1. \d is shorthand for the regular expression (0|1|2|3|4|5|6|7|8|9)
2. The character class [0-5] will match only the numbers 0 to 5; this is much shorter than typing (0|1|2|3|4|5)
3. [a-zA-Z] matches only characters.
4. [a-zA-Z0-9] will match all lowercase letters, uppercase letters, and numbers.
5. The r'^\d+$' regular expression string matches strings that both begin and end with one or more numeric characters.

### Making Your Own Character Classes

You can define your own character class using square brackets. 

For example, the character class [aeiouAEIOU] will match any vowel, both lowercase and uppercase.

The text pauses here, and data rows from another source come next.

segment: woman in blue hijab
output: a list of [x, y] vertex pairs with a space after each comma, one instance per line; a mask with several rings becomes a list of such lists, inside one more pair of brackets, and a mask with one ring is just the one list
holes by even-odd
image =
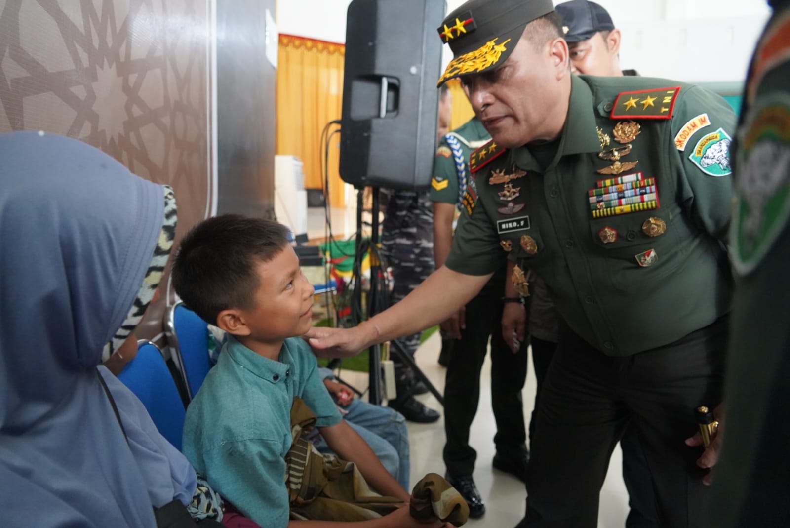
[[175, 217], [168, 187], [85, 143], [0, 135], [0, 525], [147, 528], [191, 500], [186, 458], [97, 368], [151, 301]]

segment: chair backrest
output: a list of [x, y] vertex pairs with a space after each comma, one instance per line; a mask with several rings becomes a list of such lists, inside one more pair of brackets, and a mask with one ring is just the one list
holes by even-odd
[[159, 347], [149, 341], [137, 341], [137, 355], [118, 379], [140, 398], [162, 436], [181, 451], [186, 411]]
[[170, 309], [165, 326], [175, 360], [191, 400], [212, 367], [209, 358], [209, 325], [179, 302]]

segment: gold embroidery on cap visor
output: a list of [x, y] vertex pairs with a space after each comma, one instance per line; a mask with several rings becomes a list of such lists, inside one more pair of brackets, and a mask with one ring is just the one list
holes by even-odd
[[489, 40], [474, 51], [465, 53], [451, 60], [436, 85], [441, 86], [444, 82], [459, 75], [483, 71], [498, 62], [502, 54], [507, 51], [506, 44], [510, 42], [510, 39], [508, 39], [501, 44], [498, 44], [496, 41], [498, 38]]

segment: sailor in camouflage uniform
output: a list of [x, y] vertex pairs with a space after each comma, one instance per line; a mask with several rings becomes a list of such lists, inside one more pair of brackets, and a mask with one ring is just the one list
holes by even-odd
[[[444, 264], [450, 252], [456, 207], [472, 206], [465, 205], [463, 201], [467, 187], [475, 185], [467, 167], [469, 155], [490, 139], [480, 119], [472, 118], [443, 138], [436, 151], [431, 199], [434, 201], [434, 255], [437, 266]], [[491, 406], [497, 424], [493, 466], [522, 481], [526, 478], [529, 457], [521, 389], [527, 378], [527, 345], [520, 342], [517, 353], [514, 353], [502, 338], [504, 289], [502, 266], [456, 317], [442, 323], [442, 330], [455, 339], [445, 382], [444, 462], [447, 480], [464, 496], [472, 518], [485, 513], [485, 505], [472, 477], [476, 453], [469, 445], [469, 428], [477, 411], [480, 370], [489, 338]], [[517, 304], [523, 312], [517, 296], [507, 300]]]
[[535, 270], [563, 328], [543, 387], [519, 526], [594, 528], [626, 425], [639, 432], [660, 522], [707, 520], [694, 409], [721, 402], [732, 277], [726, 250], [735, 116], [700, 86], [572, 75], [551, 0], [471, 0], [439, 35], [492, 141], [470, 159], [445, 266], [324, 353], [446, 319], [506, 258]]
[[[723, 451], [712, 474], [709, 526], [718, 528], [790, 522], [790, 2], [769, 3], [773, 14], [749, 69], [733, 156], [738, 282]], [[716, 462], [717, 443], [701, 466]]]
[[[439, 104], [438, 136], [450, 128], [452, 107], [446, 88], [442, 89]], [[394, 304], [408, 295], [434, 270], [434, 213], [427, 190], [392, 190], [382, 189], [386, 202], [382, 224], [382, 256], [392, 268], [393, 290], [390, 301]], [[397, 347], [414, 357], [419, 346], [420, 332], [400, 336], [393, 340]], [[439, 413], [417, 401], [414, 395], [427, 391], [424, 383], [415, 379], [414, 372], [397, 354], [392, 355], [395, 365], [397, 397], [389, 405], [410, 421], [431, 423]]]

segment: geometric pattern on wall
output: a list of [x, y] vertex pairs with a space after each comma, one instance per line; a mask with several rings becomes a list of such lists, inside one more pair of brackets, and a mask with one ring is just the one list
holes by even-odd
[[[216, 192], [214, 2], [0, 0], [0, 133], [75, 138], [171, 185], [180, 238], [207, 216]], [[138, 338], [160, 335], [170, 293], [149, 307]]]
[[212, 192], [209, 6], [0, 0], [0, 132], [85, 141], [173, 186], [179, 228], [198, 221]]

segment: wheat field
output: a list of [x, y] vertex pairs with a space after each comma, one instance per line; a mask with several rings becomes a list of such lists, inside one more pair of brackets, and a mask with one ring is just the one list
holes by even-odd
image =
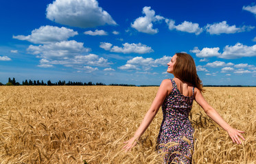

By placing a caret character (^) just after the character class’s opening bracket, you can make a negative character class. A negative character class will match all the characters that are not in the character class.

In [54]:
consonantRegex = re.compile(r'[^aeiouAEIOU]')
consonantRegex.findall('RoboCop eats baby food. BABY FOOD.')

['R',
 'b',
 'C',
 'p',
 ' ',
 't',
 's',
 ' ',
 'b',
 'b',
 'y',
 ' ',
 'f',
 'd',
 '.',
 ' ',
 'B',
 'B',
 'Y',
 ' ',
 'F',
 'D',
 '.']

## The Caret and Dollar Sign Characters

The Caret (^) at the start of the regex indicaes that a match must occur at the beginning of the searched text.

Likewise the dollar sign ($) at the end of the regex indicates the string must end with this pattern

In [55]:
beginsWithHello = re.compile(r'^Hello')
beginsWithHello.search('Hello, world!')

<re.Match object; span=(0, 5), match='Hello'>

In [56]:
beginsWithHello.search('He said hello.') == None

True

The r'\d$' regular expression string matches strings that end with a numeric character from 0 to 9.

In [57]:
endsWithNumber = re.compile(r'\d$')
endsWithNumber.search('Your number is 42')

<re.Match object; span=(16, 17), match='2'>

In [58]:
endsWithNumber.search('Your number is forty two.') == None

True